More Inside The Numbers: Swing Batter Swing!

In 1950, MLB updated the official rule on the strike zone. It states :

“The Strike Zone is that space over home plate which is between the batter’s armpits and the top of his knees when he assumes his natural stance.”

Simply based on the eye test, this is a rule that is very loosely enforced and varies widely across the league; hence, the use of ”robots” being tested this upcoming season. If the strike zone were to be called properly, it would force players to swing at more pitches. Seeing fewer pitches would not equate to weaker numbers either. Tim Anderson, the 2019 league leader in batting average at .335, saw an average of 3.41 pitches per plate appearance. Pete Alonso, the league leader in home runs with 53, saw an average of 3.99 pitches per plate appearance.

On the flip side of those stats, Eugenio Suarez led the league in strikeouts with 189 and saw an average of 4.12 pitches per plate appearance.

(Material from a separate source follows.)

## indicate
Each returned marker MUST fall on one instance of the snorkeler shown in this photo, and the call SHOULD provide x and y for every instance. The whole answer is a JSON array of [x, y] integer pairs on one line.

Rougned Odor had the lowest batting average of all qualified hitters at .205. He saw an average of 4.04 pitches per plate appearance.

The point is: good hitters will hit good pitching. The number of pitches seen has no correlation to success. By forcing batters to swing, the more the baseball would be put in to play, thereby increasing the action on the field. Raise the mound, call the strike zone as the rule states and we all will enjoy a faster-paced, more exciting game.


  1. This article tells it all. Any true baseball fan realizes that this guy makes sense. Can’t wait to read more by you, Sean. Keep up the good work. Will you be covering during the season? All teams or just Yankees?

  2. Thanks michoyank62. Glad you enjoyed the article. I’ll mostly be covering the Yankees, but I’ll also be covering general baseball topics.

  3. The irony here is that for all the ideas to speed up the game, there are already rules in place to do just that. Rule 8.04, when the bases are unoccupied the pitcher shall deliver the ball to the catcher in 12 seconds,or the umpire shall call “ball”.

    And rule 5.04b, the batter shall take his position in the batter’s box promptly when it is time to bat. The batter shall not leave his position in the batter’s box when the pitcher comes to a set position, or starts his wind up.

    The umpires need to start enforcement of the rules. They also need to stop players mugging for the camera. No more stepping out of the box and the box and wandering around. No more looking at the third base coach with a 1-1 count with nobody on base. No more fixing your batting gloves when you haven’t taken a swing. The fact MLB won’t enforce the existing rules tells me they aren’t serious about speeding up the game.